Despite the widespread sweet-for-a-girl and salty-for-a-boy theory, scientific research does not support a reliable correlation between the type of food craved and the biological sex of the fetus. The only definitive ways to determine the sex of a developing baby remain medical imaging, such as an ultrasound, or genetic testing. The idea that a specific food category can serve as a biological predictor is considered anecdotal, stemming from old wives’ tales rather than empirical evidence.

A comprehensive review of studies on pregnancy cravings found no consistent pattern linking specific cravings to fetal sex. While up to 90% of expectant individuals experience strong food desires, these cravings are highly individualized and fluctuate. The focus on certain flavor profiles, like sweet or salty, is largely a cultural phenomenon rather than a biological one linked to the fetus’s gender.

Hormonal Shifts That Drive Cravings

The true drivers of intense pregnancy cravings are the dramatic hormonal shifts that begin shortly after conception. Hormones like human chorionic gonadotropin (hCG), estrogen, and progesterone are produced to support the pregnancy, and they significantly impact the sensory system. High levels of these circulating hormones can alter a person’s perception of taste and smell, making certain foods appealing and others repulsive.

The surge in hCG, particularly during the first trimester, is often linked to heightened olfactory sensitivity, known as hyperosmia. This increased sensitivity can make previously innocuous odors, like those from coffee or meat, suddenly seem overwhelming or nauseating, prompting a shift in food choices. Fluctuations in estrogen and progesterone can also lead to dysgeusia, which is a change in the sense of taste.

Dysgeusia often manifests as a persistent metallic or sour taste in the mouth, making plain water or certain foods unpalatable. To counteract this unpleasant sensation, a person may seek out strong, distinct flavors, such as the intense sweetness of desserts or the sharp tang of citrus. Progesterone also plays a role by stimulating ghrelin, the hunger hormone, which can lead to an overall increase in appetite and the intensity of cravings.

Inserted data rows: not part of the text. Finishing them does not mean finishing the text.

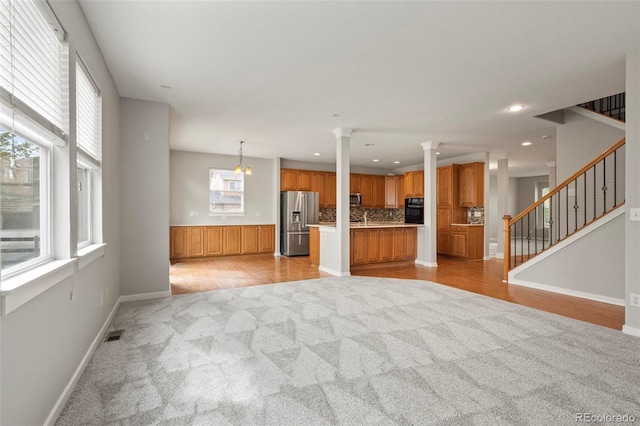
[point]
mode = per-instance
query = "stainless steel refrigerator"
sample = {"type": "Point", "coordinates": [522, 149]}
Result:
{"type": "Point", "coordinates": [298, 209]}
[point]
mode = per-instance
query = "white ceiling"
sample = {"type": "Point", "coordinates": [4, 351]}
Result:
{"type": "Point", "coordinates": [400, 73]}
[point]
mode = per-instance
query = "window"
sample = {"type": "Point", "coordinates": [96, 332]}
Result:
{"type": "Point", "coordinates": [33, 121]}
{"type": "Point", "coordinates": [226, 192]}
{"type": "Point", "coordinates": [89, 143]}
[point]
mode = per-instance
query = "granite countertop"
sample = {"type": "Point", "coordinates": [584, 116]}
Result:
{"type": "Point", "coordinates": [360, 225]}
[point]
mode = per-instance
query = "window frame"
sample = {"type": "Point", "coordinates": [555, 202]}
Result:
{"type": "Point", "coordinates": [242, 191]}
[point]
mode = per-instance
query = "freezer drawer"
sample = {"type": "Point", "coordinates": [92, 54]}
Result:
{"type": "Point", "coordinates": [297, 244]}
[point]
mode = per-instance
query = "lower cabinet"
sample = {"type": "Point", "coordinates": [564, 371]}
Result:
{"type": "Point", "coordinates": [373, 245]}
{"type": "Point", "coordinates": [467, 242]}
{"type": "Point", "coordinates": [208, 241]}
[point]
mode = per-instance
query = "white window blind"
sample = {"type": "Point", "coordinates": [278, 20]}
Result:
{"type": "Point", "coordinates": [89, 115]}
{"type": "Point", "coordinates": [32, 63]}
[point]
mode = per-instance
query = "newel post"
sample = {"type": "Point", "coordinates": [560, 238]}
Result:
{"type": "Point", "coordinates": [506, 261]}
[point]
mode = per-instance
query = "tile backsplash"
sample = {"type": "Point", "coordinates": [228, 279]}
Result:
{"type": "Point", "coordinates": [356, 214]}
{"type": "Point", "coordinates": [475, 215]}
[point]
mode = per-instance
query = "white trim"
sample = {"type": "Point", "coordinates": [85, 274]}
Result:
{"type": "Point", "coordinates": [575, 293]}
{"type": "Point", "coordinates": [144, 296]}
{"type": "Point", "coordinates": [599, 117]}
{"type": "Point", "coordinates": [68, 390]}
{"type": "Point", "coordinates": [564, 243]}
{"type": "Point", "coordinates": [632, 331]}
{"type": "Point", "coordinates": [334, 272]}
{"type": "Point", "coordinates": [89, 254]}
{"type": "Point", "coordinates": [425, 263]}
{"type": "Point", "coordinates": [19, 289]}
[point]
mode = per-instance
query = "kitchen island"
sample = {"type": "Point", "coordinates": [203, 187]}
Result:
{"type": "Point", "coordinates": [373, 243]}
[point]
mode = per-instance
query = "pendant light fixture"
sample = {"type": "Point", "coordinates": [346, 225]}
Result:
{"type": "Point", "coordinates": [241, 168]}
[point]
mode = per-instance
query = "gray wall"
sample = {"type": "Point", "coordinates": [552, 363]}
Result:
{"type": "Point", "coordinates": [579, 140]}
{"type": "Point", "coordinates": [145, 196]}
{"type": "Point", "coordinates": [189, 176]}
{"type": "Point", "coordinates": [526, 191]}
{"type": "Point", "coordinates": [43, 342]}
{"type": "Point", "coordinates": [581, 265]}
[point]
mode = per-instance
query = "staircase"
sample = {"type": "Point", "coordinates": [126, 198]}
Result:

Understanding Aversions and Nutritional Gaps

Food aversions often go hand-in-hand with cravings and are strongly influenced by the same hormonal and sensory changes. Many expectant people report a strong distaste for foods with potent smells, such as meat, fish, or eggs, which are rich sources of protein. This aversion to protein-heavy foods can inadvertently lead the body to crave carbohydrate and sugar sources to meet increasing energy needs.

Seeking out easily digestible sweet foods or simple carbohydrates may be the body’s way of compensating for the calories and energy lost due to food aversions. This response to an energy deficit may be misidentified as a gender-specific sweet craving. In some instances, cravings may point toward a subtle nutritional gap the body is attempting to correct.

A strong desire for non-food items, such as clay, dirt, or ice, is known as pica, and this condition is often linked to micronutrient deficiencies. Pica is frequently associated with low levels of iron, or iron-deficiency anemia, but deficiencies in zinc or calcium may also play a role. These unusual cravings demonstrate a biological drive to seek out specific minerals, highlighting that food preferences during pregnancy are tied to maternal nutritional status, not the sex of the developing baby.